Lesson 24 official topic

I wanted to share a small insight I had. Jeremy might have explained this but, if so, I wasn’t paying attention and had to learn this painfully, through trial-and-error.

Notice that Jeremy doesn’t use Kaiming initialization when training the diffusion U-net. If you do so, the model converges on a loss of 1 for a while before it’s able to find a more optimal solution.

kaiming-loss

Plotting the summary statistics of the output of the resblocks, you’ll notice that this “phase shift” (is there a better word for this?) occurs when the means converge on 0. Before then, the means and standard deviations are all over the place.

I concluded that the model first has to learn a mechanism to compensate for extremely large activations before it can meaningfully fit to the epsilons. Why?

My insight arrived when I tried to the following: if you do not use Kaiming, then the loss/time curve is quite smooth.

norm-loss

The summary statistics also look quite reasonable.

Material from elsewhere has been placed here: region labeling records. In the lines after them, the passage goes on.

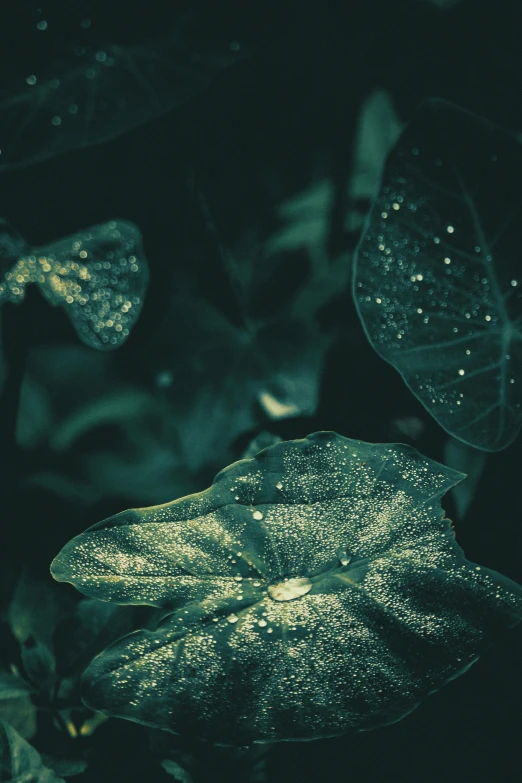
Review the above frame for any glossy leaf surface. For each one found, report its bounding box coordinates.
[52,433,522,745]
[354,100,522,451]
[0,220,149,350]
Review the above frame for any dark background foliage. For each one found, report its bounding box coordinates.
[0,0,522,783]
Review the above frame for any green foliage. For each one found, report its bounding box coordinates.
[0,220,149,350]
[0,722,64,783]
[52,433,522,744]
[353,100,522,451]
[0,6,250,170]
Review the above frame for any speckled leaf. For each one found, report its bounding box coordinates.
[52,433,522,745]
[0,721,64,783]
[354,100,522,451]
[52,433,522,744]
[0,220,149,350]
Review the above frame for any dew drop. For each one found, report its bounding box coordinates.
[268,577,313,601]
[337,546,352,565]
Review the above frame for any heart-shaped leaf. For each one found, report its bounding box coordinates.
[354,100,522,451]
[0,220,149,350]
[52,433,522,745]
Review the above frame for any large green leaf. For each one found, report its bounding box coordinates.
[0,721,64,783]
[52,433,522,744]
[354,100,522,451]
[0,220,149,350]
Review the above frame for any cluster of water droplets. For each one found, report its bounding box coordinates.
[0,221,148,349]
[354,101,522,450]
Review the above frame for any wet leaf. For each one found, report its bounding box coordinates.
[0,220,149,350]
[52,433,522,745]
[0,721,64,783]
[354,100,522,451]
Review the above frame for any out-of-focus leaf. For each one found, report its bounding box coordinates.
[43,756,88,778]
[0,672,31,704]
[8,569,72,688]
[0,672,36,739]
[0,220,149,350]
[0,18,249,170]
[444,438,487,519]
[0,721,63,783]
[51,389,158,451]
[347,90,403,213]
[161,759,194,783]
[8,569,71,646]
[16,378,52,449]
[20,637,56,690]
[55,599,132,677]
[52,433,522,745]
[153,298,330,471]
[353,100,522,451]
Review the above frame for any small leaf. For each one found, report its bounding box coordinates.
[0,19,248,170]
[52,433,522,745]
[353,100,522,451]
[0,220,149,350]
[0,721,64,783]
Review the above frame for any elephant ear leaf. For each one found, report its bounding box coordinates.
[52,432,522,745]
[353,100,522,451]
[0,721,65,783]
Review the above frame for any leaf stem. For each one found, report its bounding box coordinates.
[0,294,33,497]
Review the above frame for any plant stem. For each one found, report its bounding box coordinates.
[0,294,33,501]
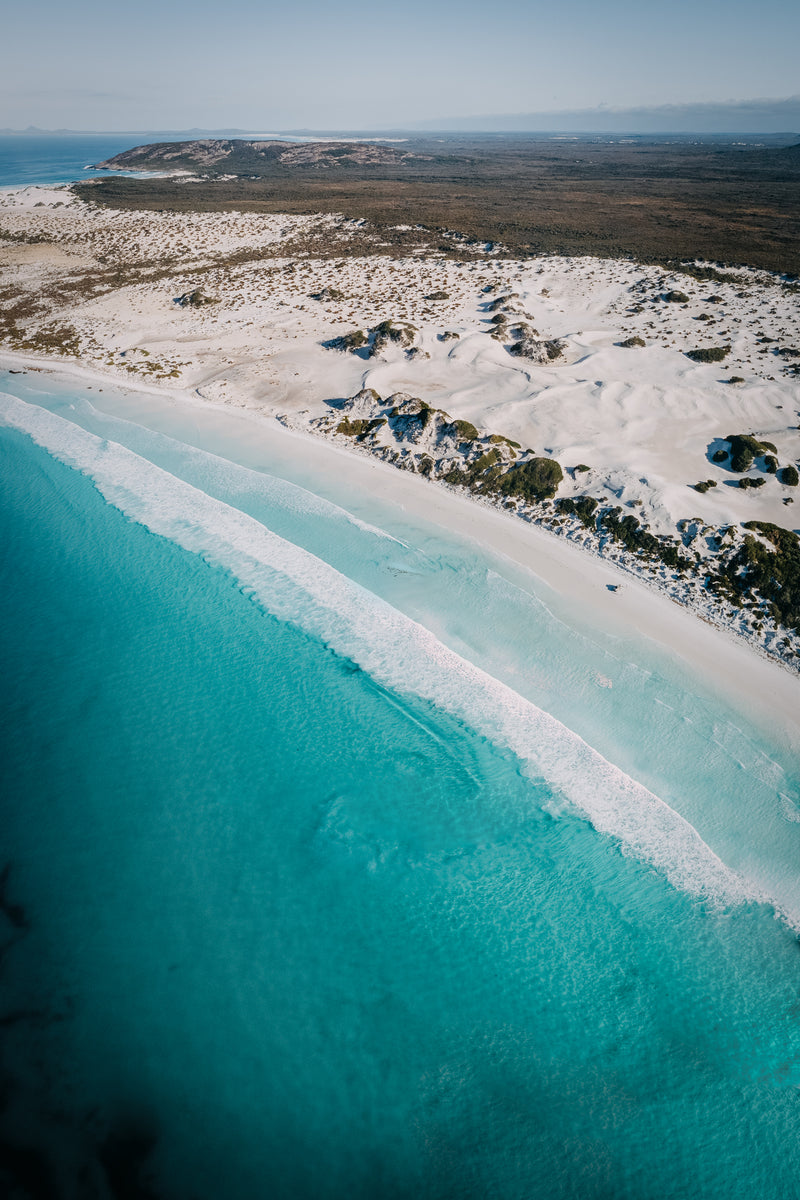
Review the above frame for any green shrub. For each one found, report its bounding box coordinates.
[726,433,777,474]
[174,288,217,308]
[686,346,730,362]
[555,496,599,528]
[493,458,564,504]
[323,329,369,353]
[444,421,480,442]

Why does Kaiming initialization result in this bizarre training dynamic? Keep in mind that Kaiming is designed to reduce to variance to 1 when the output of a neural network is expected to be only non-negatives, due to the ReLU activation function. However, a preactiviation res block does not apply ReLU to the residual link. In other words, we expect the output to have roughly unit-variance by default. Therefore, the default initialization is more appropriate to ensure that the activation magnitudes do not increase throughout forward propagation.